Police chief relaunching 'Respect Richmond' campaign to curb violence

Police Chief Alfred Durham and Attorney General Mark Herring announce "Respect Richmond" relaunch (Source: NBC12) Police Chief Alfred Durham and Attorney General Mark Herring announce "Respect Richmond" relaunch (Source: NBC12)
RICHMOND, VA (WWBT) -

Richmond leaders are working to keep the number of violent crimes down in the city this summer. 

Attorney General Mark Herring and Police Chief Alfred Durham announced on Wednesday that they are relaunching the Richmond Campaign after last year's success.

"All across the country, urban areas are facing this epidemic, this gun crisis," said Chief Alfred Durham.

Richmond Police and the Attorney General's Office are looking to fight that crisis with the "Respect Richmond" anti-violence campaign.

"This is another tool in our toolbox," said Durham.

Herring and the city of Richmond started the six-month campaign last year. It uses social media ads to send messages to the community before the crimes happen.

"Whether you call it copying or following or just doing what you see others around you do, violence is contagious," said Herring.
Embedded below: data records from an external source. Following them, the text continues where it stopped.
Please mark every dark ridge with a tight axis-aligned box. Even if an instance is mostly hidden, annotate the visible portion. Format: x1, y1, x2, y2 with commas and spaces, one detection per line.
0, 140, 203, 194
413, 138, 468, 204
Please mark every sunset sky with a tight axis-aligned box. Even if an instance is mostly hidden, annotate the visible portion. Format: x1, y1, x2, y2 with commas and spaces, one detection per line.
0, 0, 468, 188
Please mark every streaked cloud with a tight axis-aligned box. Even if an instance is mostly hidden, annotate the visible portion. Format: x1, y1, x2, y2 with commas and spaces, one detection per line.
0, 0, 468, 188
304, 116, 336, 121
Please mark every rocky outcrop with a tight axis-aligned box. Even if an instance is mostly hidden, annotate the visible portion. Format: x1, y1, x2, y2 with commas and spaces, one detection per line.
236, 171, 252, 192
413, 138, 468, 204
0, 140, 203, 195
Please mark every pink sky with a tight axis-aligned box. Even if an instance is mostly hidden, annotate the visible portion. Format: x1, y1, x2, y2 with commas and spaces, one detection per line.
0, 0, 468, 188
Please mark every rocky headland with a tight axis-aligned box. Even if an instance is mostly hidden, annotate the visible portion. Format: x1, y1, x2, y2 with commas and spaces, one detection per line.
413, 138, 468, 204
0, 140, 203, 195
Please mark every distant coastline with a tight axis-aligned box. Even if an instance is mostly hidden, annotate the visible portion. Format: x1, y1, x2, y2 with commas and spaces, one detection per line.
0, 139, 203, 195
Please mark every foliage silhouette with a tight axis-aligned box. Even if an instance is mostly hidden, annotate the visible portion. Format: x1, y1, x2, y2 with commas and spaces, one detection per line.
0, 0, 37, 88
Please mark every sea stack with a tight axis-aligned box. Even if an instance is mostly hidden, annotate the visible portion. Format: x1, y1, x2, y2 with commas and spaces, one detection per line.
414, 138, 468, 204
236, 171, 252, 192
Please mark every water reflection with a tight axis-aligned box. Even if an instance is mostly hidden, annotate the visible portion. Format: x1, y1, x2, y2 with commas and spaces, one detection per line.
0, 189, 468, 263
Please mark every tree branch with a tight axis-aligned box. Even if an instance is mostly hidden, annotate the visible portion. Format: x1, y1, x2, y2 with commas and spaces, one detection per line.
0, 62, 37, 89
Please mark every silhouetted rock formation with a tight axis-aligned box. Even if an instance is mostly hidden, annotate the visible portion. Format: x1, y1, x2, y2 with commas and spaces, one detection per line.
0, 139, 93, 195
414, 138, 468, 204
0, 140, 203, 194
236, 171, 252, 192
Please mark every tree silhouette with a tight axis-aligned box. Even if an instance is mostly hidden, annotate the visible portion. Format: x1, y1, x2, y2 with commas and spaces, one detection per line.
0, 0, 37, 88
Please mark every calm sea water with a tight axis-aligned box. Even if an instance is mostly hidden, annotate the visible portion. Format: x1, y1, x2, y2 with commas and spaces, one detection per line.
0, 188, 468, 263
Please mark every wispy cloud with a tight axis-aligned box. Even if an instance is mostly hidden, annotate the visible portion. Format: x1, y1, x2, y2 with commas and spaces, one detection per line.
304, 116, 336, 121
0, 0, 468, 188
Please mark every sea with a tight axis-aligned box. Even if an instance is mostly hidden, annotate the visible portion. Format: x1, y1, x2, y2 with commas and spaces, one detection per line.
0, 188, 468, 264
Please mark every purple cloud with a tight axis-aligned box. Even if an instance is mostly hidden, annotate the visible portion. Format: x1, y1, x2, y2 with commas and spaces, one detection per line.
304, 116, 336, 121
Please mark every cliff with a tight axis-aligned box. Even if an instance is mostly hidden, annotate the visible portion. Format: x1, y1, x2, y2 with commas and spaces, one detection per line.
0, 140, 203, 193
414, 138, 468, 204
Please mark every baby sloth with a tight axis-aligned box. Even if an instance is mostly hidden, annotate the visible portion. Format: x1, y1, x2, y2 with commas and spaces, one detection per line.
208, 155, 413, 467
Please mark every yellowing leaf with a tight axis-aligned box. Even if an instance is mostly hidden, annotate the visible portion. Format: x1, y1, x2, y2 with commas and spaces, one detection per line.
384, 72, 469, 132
During the summer, it can spread even faster.

"Here in the city, crime increases in the summer," said Durham. "Folks get agitated with the heat, and we see it year after year after year."

They are fighting that trend with the campaign after last year's success.

"It showed an initial drop in violent crime and gun crime," said Herring.

The attorney general says the proof is in the numbers. During that six-month period, aggravated assault cases decreased by 47 percent in Gilpin Court. In Creigton Court, the number of people shot fell by 71 percent, and in Mosby Court, there was a 75 percent decrease in homicides compared to that same time frame in 2016.

"Now I want to be clear - I'm not here to say 'Respect Richmond' is responsible for all of that," said Herring.

But Richmond Police say it played a big part, along with the increase in community involvement.

"When these type of violent crimes happen in our community, people are getting fed up," said Durham. "They are going to start talking now."